Adding injury to insult, other threats to the conservation enterprise have been growing. Consider the following statistics:

  • The average ‘lifespan’ for a director of a state fish and wildlife agency is 3.3 years – hardly long enough to learn the job.
  • Roughly 50% of state fish and wildlife agency directors are political appointees, meaning that politics is likely the critical feature of appointments and experience or expertise is optional.
  • Growing numbers, like the Director of the Illinois Department of Natural Resources (a nurse), have no professional experience or training in whatsoever in natural resource management.

Predictably, some (or many) will argue that top managers don’t need to understand the specifics of their portfolios. Yet there’s plenty of evidence to the contrary. Boeing, for example, has been run by accountants and not engineers since merging with McDonnell-Douglas in 1997. How’s that turned out for them?    

Admittedly, fish and wildlife management have always been politically-influenced. Yet, at least most of the time, there’s always been at least a little daylight between political agendas and what DNRs churn out.

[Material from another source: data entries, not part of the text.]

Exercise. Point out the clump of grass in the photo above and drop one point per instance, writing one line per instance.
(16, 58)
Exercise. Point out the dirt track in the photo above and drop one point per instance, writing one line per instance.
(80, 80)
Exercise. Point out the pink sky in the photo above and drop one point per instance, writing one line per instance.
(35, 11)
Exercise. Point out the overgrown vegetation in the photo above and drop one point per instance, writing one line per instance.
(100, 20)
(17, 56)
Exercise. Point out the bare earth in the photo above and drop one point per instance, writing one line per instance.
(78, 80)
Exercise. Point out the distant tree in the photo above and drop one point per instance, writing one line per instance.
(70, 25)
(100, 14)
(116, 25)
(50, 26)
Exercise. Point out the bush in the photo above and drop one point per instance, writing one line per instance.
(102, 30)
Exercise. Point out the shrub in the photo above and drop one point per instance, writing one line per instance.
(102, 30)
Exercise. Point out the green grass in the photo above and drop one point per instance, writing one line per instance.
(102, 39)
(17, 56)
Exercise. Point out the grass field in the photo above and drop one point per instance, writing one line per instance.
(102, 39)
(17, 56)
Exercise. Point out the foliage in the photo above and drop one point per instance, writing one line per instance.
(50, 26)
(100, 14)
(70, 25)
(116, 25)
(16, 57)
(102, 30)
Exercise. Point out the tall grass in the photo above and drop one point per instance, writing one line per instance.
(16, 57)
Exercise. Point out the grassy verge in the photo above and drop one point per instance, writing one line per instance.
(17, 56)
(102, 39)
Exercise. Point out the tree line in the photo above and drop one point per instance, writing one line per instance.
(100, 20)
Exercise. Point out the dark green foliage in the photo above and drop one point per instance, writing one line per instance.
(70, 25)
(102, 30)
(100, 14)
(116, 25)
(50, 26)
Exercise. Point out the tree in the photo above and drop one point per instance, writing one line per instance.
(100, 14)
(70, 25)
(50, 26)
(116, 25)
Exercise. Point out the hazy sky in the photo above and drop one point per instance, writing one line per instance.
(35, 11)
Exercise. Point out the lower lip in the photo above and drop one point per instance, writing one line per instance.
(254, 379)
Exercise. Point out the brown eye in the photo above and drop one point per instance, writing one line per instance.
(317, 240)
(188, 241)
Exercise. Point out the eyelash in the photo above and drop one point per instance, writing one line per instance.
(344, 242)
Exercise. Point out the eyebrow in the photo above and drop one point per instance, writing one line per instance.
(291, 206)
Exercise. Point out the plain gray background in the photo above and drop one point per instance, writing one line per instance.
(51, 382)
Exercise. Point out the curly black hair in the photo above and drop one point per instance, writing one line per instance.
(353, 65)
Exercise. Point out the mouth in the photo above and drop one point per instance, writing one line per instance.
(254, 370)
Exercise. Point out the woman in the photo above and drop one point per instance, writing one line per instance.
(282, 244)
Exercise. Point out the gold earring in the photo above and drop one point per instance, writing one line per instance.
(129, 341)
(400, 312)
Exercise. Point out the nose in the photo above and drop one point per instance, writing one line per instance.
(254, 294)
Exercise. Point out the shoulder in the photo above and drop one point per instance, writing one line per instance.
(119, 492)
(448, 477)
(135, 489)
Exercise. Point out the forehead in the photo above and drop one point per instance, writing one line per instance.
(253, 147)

This too seems to be changing.

In Colorado, wolves and wolverines are being re-introduced as apparently interchangeable ‘symbols of wilderness’. The former reintroduction is occurring over the overwhelming objection of rural residents, hunters, and tribes. In the case of wolverines, reintroduction plans are plodding ahead even though essential boreal (alpine) habitats are shrinking. Obviously, the fact that wolverines are ‘native’ to Colorado is more important than the fact that wolverines depend on a habitat type that’s disappearing in the Centennial State and might be lost altogether. In a similar vein, Colorado is shortening or closing cougar hunting seasons despite abundant and solid evidence that current seasons aren’t having any measurable impact on numbers or sustainability.

Purely political decisions aren’t restricted to the Intermountain West.

Consider Michigan. At their March meeting, the Natural Resources Commission approved a quiet period for coyotes ‘to protect mothers and pups’ from April 15 to July 15. On the face of it, this seems ‘humane’, except for the fact that the dates for the quiet period are apparently arbitrary. The science clearly shows that the only time pups need moms is from about March 15th to the beginning of April (i.e., entirely outside the newly established quiet period).

According to the press releases on the subject, the change was because of “public perception and potential future impacts to their hunting and trapping opportunities”. Perhaps, and there’s no doubt that the change will be celebrated by predator and animal rights advocates. Yet the change isn’t scientifically coupled to the fundamental justification offered by the Commission (pups dependent on moms). Absent other plausible explanations, the simplest is that the ‘quiet period’ reflects the current political Administration’s attitudes towards hunting.

To be clear, biologically, it makes no difference whether there’s a closed season or not. Recreational coyote hunters and trappers kill far too few coyotes to make any difference at the landscape level.

But what does make a difference is that pure politics (and assumptions about public attitudes) were the decisive factors that guided decision-making.

That’s a departure every conservationist should protest.

Fish and wildlife resources are too precious for them to depend on political caprice – regardless of which political persuasion is trying to drive the bus.

It’s fundamentally wrong to substitute the fabricated alternative facts and whimsical thinking when it comes to the one thing that still makes Michigan stand out compared with other Midwestern or Eastern states, that being our well-managed and abundant natural resources.